Il eut un mouvement pour s’élancer.

Mais il s’arrêta court, se renfonça sous son auvent…

Devant la porte, un homme venait de se dresser soudain. Et cet homme disait sans raillerie, sans colère :

— Par Pilate et Barabbas, messieurs ! Vous me forcez à désobéir aux ordres de monsieur mon père ! Que cette faute retombe sur vous seuls !

— Quel est ce maître fou ? dit le duc d’Anjou en reculant de trois pas.

— Eh ! pardieu, Maugiron, c’est notre homme de tantôt !

— C’est lui-même, ou Dieu me damne ! s’écria Maugiron. Ah ça ! mon digne propriétaire, vous montez donc la garde, devant votre maison.

— Comme vous voyez, mon digne mignon, répondit Pardaillan. Le jour, la nuit, je suis toujours là ! Le jour, de peur des impertinents qui rient.

— Et la nuit ? demanda Quélus.

— La nuit, de peur des détrousseurs de logis.

— Ça ! éclata le duc d’Anjou, finissons-en, monsieur le drôle ; ôtez-vous de là !
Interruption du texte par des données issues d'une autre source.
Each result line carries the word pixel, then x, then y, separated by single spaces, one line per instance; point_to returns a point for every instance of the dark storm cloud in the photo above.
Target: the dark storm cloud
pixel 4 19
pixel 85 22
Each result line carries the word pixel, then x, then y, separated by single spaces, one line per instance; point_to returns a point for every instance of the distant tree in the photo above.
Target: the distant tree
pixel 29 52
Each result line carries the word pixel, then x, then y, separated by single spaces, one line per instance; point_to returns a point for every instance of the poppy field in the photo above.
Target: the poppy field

— Ah ! messieurs, fit Pardaillan d’une voix très calme, en s’adressant à Quélus et à Maugiron, recommandez donc à votre laquais de se tenir tranquille, ou il va se faire étriller, comme vous-mêmes, demain matin, sur le petit Pré-aux-Clercs, vous allez vous faire estafiler ?

— Misérable ! rugirent les gentilshommes. Ce n’est pas demain matin, c’est tout de suite que tu vas mourir.

Pardaillan tira son épée.

Maurevert, sans dire un mot, s’était précipité.
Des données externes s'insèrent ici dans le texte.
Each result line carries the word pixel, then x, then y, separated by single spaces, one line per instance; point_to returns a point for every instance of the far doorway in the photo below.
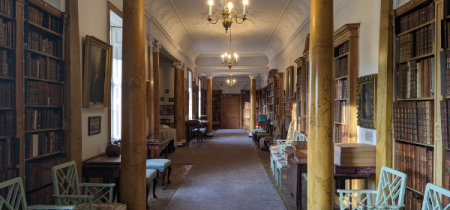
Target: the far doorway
pixel 231 106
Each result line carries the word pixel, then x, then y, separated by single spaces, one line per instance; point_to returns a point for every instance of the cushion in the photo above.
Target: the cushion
pixel 103 206
pixel 163 126
pixel 159 164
Mais il recula avec un hurlement de douleur et de rage.

Le chevalier, disons-nous, avait tiré son épée, de ce grand geste ample et rapide qui faisait siffler Giboulée dans sa main. La lame décrivit un demi-cercle flamboyant, s’abattit à revers comme une cravache d’acier, et cingla la joue de Maurevert. Une longue éraflure sanguinolente décrivit sa trace rouge sur cette joue, et Pardaillan, du même coup, tombant en garde, se prit à dire posément :

— Puisque vous voulez que ce soit tout de suite, je le veux bien, moi ! Mais, par Pilate ! que dirait monsieur mon père, s’il me voyait ici ? Sûrement, il me blâmerait ! Ah ! monsieur, je suis au désespoir de lui désobéir en vous portant ce coup de pointe !

Cette fois, ce fut Maugiron qui hurla et recula, le bras droit inerte laissant tomber son épée.
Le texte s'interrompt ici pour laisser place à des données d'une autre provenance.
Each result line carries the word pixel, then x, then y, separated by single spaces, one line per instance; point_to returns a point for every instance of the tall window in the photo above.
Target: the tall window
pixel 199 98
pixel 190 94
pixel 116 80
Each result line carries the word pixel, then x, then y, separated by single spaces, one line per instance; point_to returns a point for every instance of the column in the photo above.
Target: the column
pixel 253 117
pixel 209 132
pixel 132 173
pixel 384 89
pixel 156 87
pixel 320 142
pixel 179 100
Quélus, à son tour, s’élança.

— Halte ! fit la voix impérieuse du duc d’Anjou. Arrête, Quélus !

Le duc écarta vivement Quélus et s’avança, désarmé, jusqu’à Pardaillan, qui, baissant son épée, en appuya la pointe sur le bout de sa botte.

— Monsieur, dit le duc d’Anjou, je vous tiens pour un brave gentilhomme.

Pardaillan salua jusqu’à terre, mais son œil ne perdit pas de vue un instant ses adversaires massés derrière lui.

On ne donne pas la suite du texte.